Helm Leasing 3901 awaiting it's next assignment outside of the JSSX locomotive shop.


I got a bit of scenicking done this week.  In front of my recently re-built industrial building I replaced about 5 feet or so of code 100 track with code 83.  With that much done, I ballasted the track and sprinkled the area with scenic material.
Each of these sets of tracks have different colours of ballast because they belong to two different railroads.  I'd like to scenic the brown coloured area in the foreground soon, but first I have some work in mind for the red brick structure and the light coloured building on the right.
And a somewhat similar view of the way the way the ground in this area looked a couple of weeks ago. 

Saturday, 3 August 2019

JSSX 815 Lighting Upgrade and a YouTube Video of the JSSX

I've shown my JSSX #815 here in the past, but I'd like to take another look at it because I've got it back home this week after having it away getting ditch lights and led's installed.  The model is from the Atlas "Master Series", so working ditch lights were not included as part of the original package.

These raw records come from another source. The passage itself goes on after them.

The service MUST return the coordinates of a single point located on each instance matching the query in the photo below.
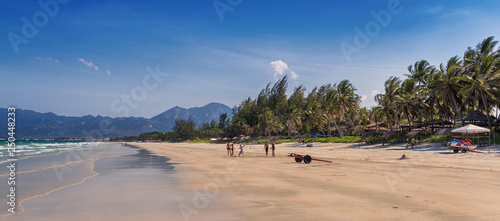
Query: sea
(59, 171)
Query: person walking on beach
(228, 148)
(232, 149)
(272, 148)
(241, 150)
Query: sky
(140, 58)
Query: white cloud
(434, 10)
(375, 92)
(89, 64)
(280, 68)
(363, 97)
(48, 59)
(294, 75)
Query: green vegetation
(437, 139)
(333, 110)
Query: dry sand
(362, 183)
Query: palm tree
(316, 116)
(387, 101)
(482, 79)
(333, 109)
(410, 99)
(294, 120)
(420, 71)
(447, 85)
(347, 98)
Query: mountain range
(31, 124)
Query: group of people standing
(230, 149)
(266, 147)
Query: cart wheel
(307, 159)
(298, 160)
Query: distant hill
(199, 115)
(31, 124)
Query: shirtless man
(241, 150)
(272, 148)
(232, 149)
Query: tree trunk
(486, 109)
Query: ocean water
(45, 169)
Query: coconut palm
(316, 116)
(420, 71)
(447, 85)
(410, 100)
(347, 98)
(482, 79)
(387, 100)
(333, 109)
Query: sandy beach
(363, 182)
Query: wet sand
(362, 183)
(128, 184)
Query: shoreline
(364, 182)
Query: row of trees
(446, 92)
(429, 92)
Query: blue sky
(90, 57)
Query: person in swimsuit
(241, 150)
(272, 148)
(232, 149)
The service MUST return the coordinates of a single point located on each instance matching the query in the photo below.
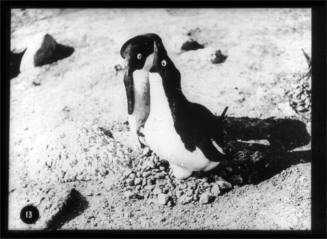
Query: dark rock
(237, 179)
(163, 199)
(50, 51)
(185, 199)
(224, 184)
(215, 190)
(205, 198)
(137, 181)
(73, 206)
(14, 63)
(218, 57)
(106, 132)
(191, 45)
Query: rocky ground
(71, 154)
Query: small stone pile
(153, 181)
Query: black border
(318, 117)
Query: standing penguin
(135, 52)
(186, 134)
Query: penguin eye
(163, 63)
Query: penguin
(135, 52)
(184, 133)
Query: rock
(74, 205)
(191, 45)
(160, 175)
(106, 132)
(146, 174)
(128, 194)
(14, 63)
(185, 199)
(162, 168)
(42, 50)
(163, 199)
(237, 179)
(218, 57)
(118, 68)
(256, 157)
(130, 182)
(224, 184)
(205, 198)
(137, 181)
(157, 190)
(149, 187)
(132, 195)
(215, 190)
(132, 176)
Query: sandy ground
(56, 144)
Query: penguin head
(136, 50)
(163, 65)
(138, 55)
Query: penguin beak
(154, 67)
(129, 87)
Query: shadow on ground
(251, 162)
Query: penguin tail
(224, 112)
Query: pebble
(146, 174)
(237, 179)
(224, 184)
(157, 191)
(137, 181)
(205, 198)
(185, 199)
(149, 187)
(163, 199)
(130, 182)
(215, 190)
(132, 176)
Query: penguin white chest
(161, 136)
(141, 100)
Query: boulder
(42, 50)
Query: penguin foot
(146, 151)
(179, 172)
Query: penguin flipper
(212, 151)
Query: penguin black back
(195, 124)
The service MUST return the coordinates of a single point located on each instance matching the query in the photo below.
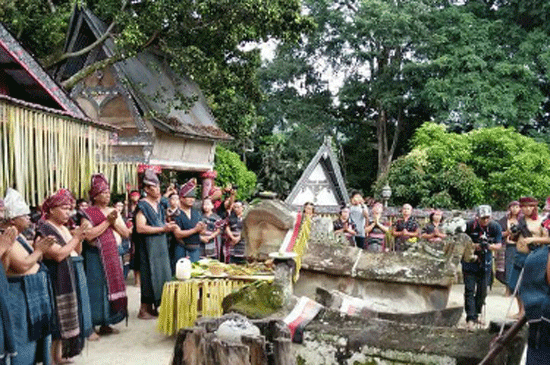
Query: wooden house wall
(41, 152)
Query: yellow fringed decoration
(163, 324)
(300, 246)
(180, 299)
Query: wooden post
(193, 347)
(256, 346)
(282, 352)
(223, 353)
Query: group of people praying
(62, 280)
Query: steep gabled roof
(150, 81)
(321, 176)
(30, 82)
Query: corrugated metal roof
(29, 73)
(153, 84)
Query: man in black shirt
(486, 235)
(190, 225)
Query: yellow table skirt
(184, 301)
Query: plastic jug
(183, 268)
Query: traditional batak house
(163, 117)
(321, 183)
(46, 140)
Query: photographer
(486, 235)
(229, 196)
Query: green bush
(232, 170)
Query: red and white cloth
(305, 310)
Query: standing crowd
(63, 276)
(370, 230)
(520, 242)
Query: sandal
(107, 330)
(145, 315)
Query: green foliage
(231, 170)
(485, 166)
(475, 79)
(211, 41)
(35, 24)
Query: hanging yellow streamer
(300, 246)
(180, 302)
(42, 152)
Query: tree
(475, 79)
(231, 170)
(485, 166)
(297, 114)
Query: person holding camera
(529, 233)
(486, 235)
(535, 283)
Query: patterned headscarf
(530, 201)
(61, 197)
(188, 189)
(150, 178)
(99, 185)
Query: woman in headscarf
(508, 223)
(104, 273)
(7, 338)
(30, 299)
(432, 231)
(73, 322)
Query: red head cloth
(188, 189)
(61, 197)
(209, 174)
(512, 203)
(528, 200)
(150, 178)
(99, 185)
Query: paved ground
(140, 343)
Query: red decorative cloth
(106, 242)
(188, 189)
(99, 185)
(528, 200)
(212, 174)
(143, 167)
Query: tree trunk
(384, 154)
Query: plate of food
(283, 255)
(222, 275)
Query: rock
(233, 329)
(257, 300)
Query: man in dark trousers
(486, 235)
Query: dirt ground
(141, 343)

I had the lights and a new decoder installed by Scottie Rosenbury from Pete's Trains in London, Ontario.  Scott did a real nice job on them, and since it's my favourite locomotive, I'm really happy to have it back.


With it's new ditch lights turned on, GP38 815 is getting ready to do some switching over on South Industrial Blvd.


The loco was stopped in the street for a minute, so I quickly ran across and got a shot of it from the other side.
 This is the Randy Davis photo that I modeled my JSSX 815 from, although I choseto leave off the large numbers at the rear of the long hood.


Last week another one of my models that I featured had ditch lights and led's added by Ron Creasor.  When Ron delivered that locomotive to me, he brought along his camera and shot some video of the JSSX.  He's posted it to his YouTube channel, so I thought I'd provide the link for that.   https://www.youtube.com/watch?v=eaqev_EUJH8

The video runs over 8 minutes in length, and it's a bit shaky sometimes as the camera is hand-held, but you'll see most of the layout.

And to wrap things up for this week, when I wasn't running 815, I weathered this Illinois Central boxcar for another modeller. I found one photo online of a prototype car from the same number series, so I used that as a reference for the model.
As the door is slightly open, I guess I'd better break that white seal.